Generally speaking, overdrive (OD) is the highest gear in the transmission. Most automatic transmissions have 3 speeds and overdrive (fourth speed). Overdrive allows the engine to operate at a lower rpm for a given road speed. This allows the vehicle to realize better fuel efficiency, and often quieter operation on the highway. When you switch it on, you allow the transmission to shift into overdrive mode after the certain speed is reached (usually 30 - 40 mph (50 - 65 kph) depending on the load). When it is off, the transmission shifting is limited to the lower gears. For normal driving conditions, operation of the overdrive should be enabled.

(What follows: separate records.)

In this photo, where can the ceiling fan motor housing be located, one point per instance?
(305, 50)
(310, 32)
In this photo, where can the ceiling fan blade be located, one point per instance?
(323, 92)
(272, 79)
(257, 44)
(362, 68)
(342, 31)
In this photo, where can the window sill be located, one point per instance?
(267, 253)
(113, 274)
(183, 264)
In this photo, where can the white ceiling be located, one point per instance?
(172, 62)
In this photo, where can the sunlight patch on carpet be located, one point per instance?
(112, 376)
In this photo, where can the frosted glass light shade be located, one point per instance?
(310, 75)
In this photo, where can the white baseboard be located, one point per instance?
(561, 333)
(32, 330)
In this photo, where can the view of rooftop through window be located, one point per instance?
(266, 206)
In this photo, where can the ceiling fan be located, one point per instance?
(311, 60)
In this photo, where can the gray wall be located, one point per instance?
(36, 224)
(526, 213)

It may be necessary to switch it off if the vehicle is being operated in a mountainous area.
The automatic transmission automatically shifts from OD to 3rd gear when more load is present. When less load is present, it shifts back to OD. Under certain conditions, e.g: driving uphill or towing a trailer, the transmission may "hunt" between OD and 3rd gear, shifting back and forth. In this case, switching it off can help the transmission to 'decide'. It may also be advantageous to switch it off if engine braking is desired, for example, driving downhill. For more details, check your owner's manual.
How an overdrive unit works:
The overdrive consists of an electrically or hydraulically operated epicyclic gear train bolted behind the transmission unit. It can either couple the input driveshaft directly to the output shaft (or propeller shaft) (1:1), or increase the output speed so that it turns faster than the input shaft (1:1 + n). Thus the output shaft may be "overdriven" relative to the input shaft. It is actuated by a knob or button, often incorporated into the gearshift knob, and does not require operation of the clutch.